Dans ce palais glacé construit par les Chinois à l’époque de
Lansana Conté, cet homme de 83 ans vit seul. La Première dame, Djéné Kaba,
habite une autre résidence et son unique enfant, Mohamed, vit à San José, au
Costa Rica. Au rez-de-chaussée et devant la baie vitrée qui sert de porte
d’entrée, cinq ou six gardes du corps en civil tout au plus. À l’étage, son
bureau et sa chambre. C’est là que le lieutenant-colonel Mamadou Alpha Kaloko,
chef de corps du BASP, qui s’est précipité à Sékhoutouréya avec une poignée
d’hommes dès les premiers coups de feu, vient le trouver pour l’informer de la
situation. C’est là aussi qu’il sera pris.
À l’extérieur, l’affrontement est bref mais meurtrier. Selon
nos informations, une vingtaine de gardes présidentiels sont tués, dont le
colonel Yemoiba Camara, commandant de la protection rapprochée du chef de
l’État, ainsi qu’au moins deux membres du GFS. Guidés par un transfuge du BASP
habitué des lieux, les putschistes font exploser la baie vitrée et se ruent
dans l’escalier qui mène au premier étage.
Ils plaquent Kaloko au sol, s’emparent du président, à qui
ils passent des menottes après l’avoir menacé (« Si vous bougez, on tire ! »),
puis le font descendre dans un salon du rez-de-chaussée où ils le filment et le
photographient, à la fois sonné, désemparé et tout de colère contenue. Ces
images, qui rappellent celles du couple Gbagbo hagard lors de sa capture en
avril 2011, feront le tour du monde, tout comme celles, passablement
dégradantes, d’un Alpha Condé exhibé par ses tombeurs à l’arrière d’un 4×4
roulant toutes vitres ouvertes à travers les rues de Conakry.

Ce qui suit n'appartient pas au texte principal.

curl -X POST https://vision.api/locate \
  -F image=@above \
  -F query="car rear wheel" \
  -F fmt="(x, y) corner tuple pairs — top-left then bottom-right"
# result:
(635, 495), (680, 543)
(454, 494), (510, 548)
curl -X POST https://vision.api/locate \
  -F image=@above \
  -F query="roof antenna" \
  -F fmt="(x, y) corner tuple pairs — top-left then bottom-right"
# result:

Pendant ce temps, si l’on en croit un témoin qui a pu se
rendre sur les lieux après les faits, le palais aurait été entièrement « visité
» par les hommes de Doumbouya et nul doute que les sacs de cash qu’à l’instar
de la plupart de ses homologues du continent Alpha Condé conservait dans sa
chambre et son bureau n’ont pas dû échapper à leur convoitise. Un peu partout
dans la capitale, mais particulièrement dans les quartiers acquis à
l’opposition, des scènes de liesse succèdent à l’apparition des premières
photos sur les téléphones portables. Avec leur corollaire prévisible : le
ministère de la Communication, les sièges de la Radio rurale, du journal
gouvernemental Horoya et du désormais ex-parti au pouvoir, le RPG, ainsi que
celui de la commission électorale sont attaqués et souvent vandalisés.
L’espace de quelques heures, ce dimanche 5 septembre, le
ministre de la Défense, Mohamed Diané, un très proche d’Alpha Condé, a cru en
la possibilité d’une contre-attaque et d’une reprise du pouvoir grâce aux
régiments – présumés fidèles – de l’armée de terre, des parachutistes et de la
gendarmerie. Mais l’arrestation du président et la diffusion immédiate des
images sur les réseaux sociaux, stratégie 3.0 manifestement réfléchie à
l’avance, a pris de court et comme tétanisé la haute hiérarchie militaire. L’un
après l’autre, les camps de Conakry puis de l’intérieur du pays se sont ralliés
au coup d’État – et cela avec d’autant plus de facilité que Mamady Doumbouya
est un Malinké de Kankan, de la même ethnie que le président, que son ministre
de la Défense et que la plupart des hauts gradés de l’armée. La ligne de
clivage communautaire n’a donc joué aucun rôle.
Pourquoi Alpha Condé
a-t-il jusqu’au bout fait confiance à Mamady Doumbouya ?
Même s’il s’est toujours méfié des militaires guinéens –
qu’il a combattu pendant vingt-cinq ans au péril de sa vie et au nom de la
démocratie – Alpha Condé était persuadé que son armée, réformée et
professionnalisée pendant ses deux premiers mandats, était pour l’essentiel
devenue républicaine au sens strict du terme. « Je peux être tué par l’armée,
mais elle ne peut pas me renverser », répétait-il.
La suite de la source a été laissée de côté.